One of the miseries of the Congress in these elections would be money as of the BJP is set to again deploy all its tools, including the most powerful tool of them all, its overflowing war chest that seems to have cornered an overwhelmingly large chunk of electoral funding, not the least the controversial and anonymous electoral bonds were brought into play, in the name of ‘transparency’.

When money talks

Elections in the country always turn out to be a money guzzler and with every passing election, the amount of money seems to double. A 2019 report by the Delhi-based think tank Centre for Media Studies (CMS) shows that political parties and candidates in India spent nearly INR 600 billion (around USD 8.65 billion) in the 2019 general election, making it twice as expensive as the one in 2014.

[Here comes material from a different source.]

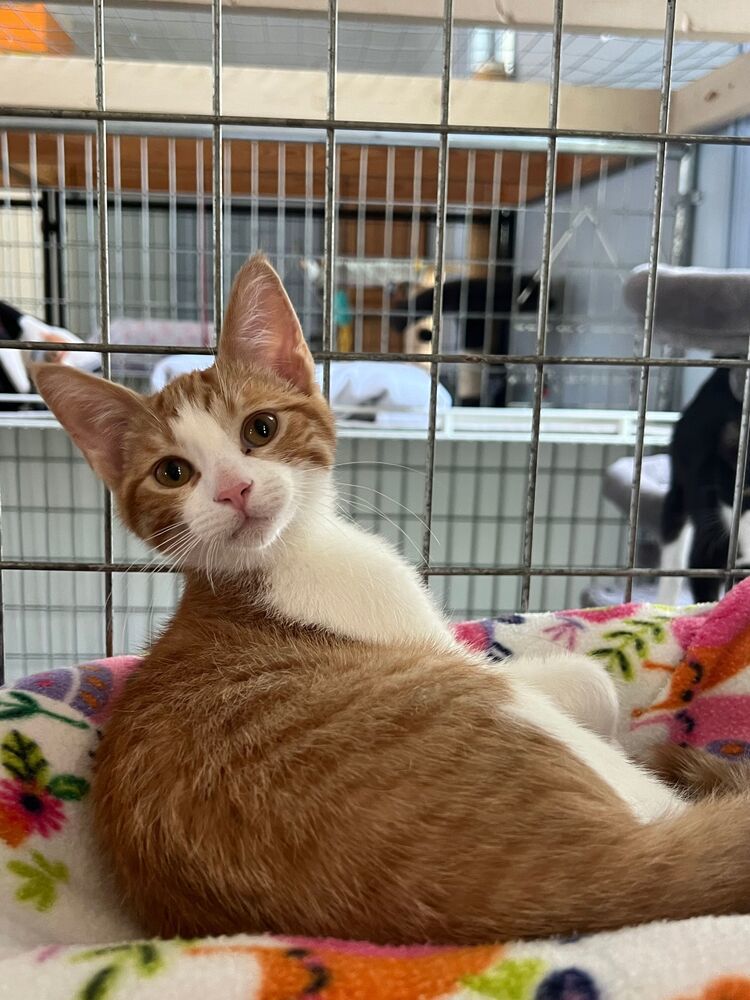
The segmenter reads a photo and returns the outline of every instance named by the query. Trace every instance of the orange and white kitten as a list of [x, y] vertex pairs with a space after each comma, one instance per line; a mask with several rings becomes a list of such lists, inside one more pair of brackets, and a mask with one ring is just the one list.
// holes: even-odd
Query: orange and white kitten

The report says that the Bharatiya Janata Party spent close to INR 270 billion in the recently-concluded Lok Sabha elections. The amount was 45 pc of the total expenditure. The report has called the 2019 General Elections the “most expensive election ever, anywhere”.

The BJP’s grip over money has only become greater in 2020, especially as the Congress was edged out of government in two large states – Karnataka and Madhya Pradesh. The lack of finance for practically all opposition parties was in sharp contrast with the coffers of the BJP even in the Bihar assembly elections, which the BJP-JDU alliance barely managed to hold on.

The financing has become an even bigger challenge for the opposition parties due to the regular habit of the BJP government to let loose organisations like the Income Tax or Enforcement Directorates on any opposition leader worth her salt. Over a period of six months in 2019, at least 15 searches were conducted by the IT department on opposition leaders. Of the 15, five were in Karnataka, three in Tamil Nadu, two each in Andhra Pradesh and Delhi and one each in MP, UP and J&K.

The opposition parties have criticised the blatant misuse of government bodies for political ends of the ruling party. However, if past is any indication, the Bharatiya Janata Party can be expected to shrug off all criticism and continue down the road where it considers all’s fair in its war to win India. At any cost. If even then the party fails to win the key states, one can be sure to continue hearing the echoes of the loss upto 2024.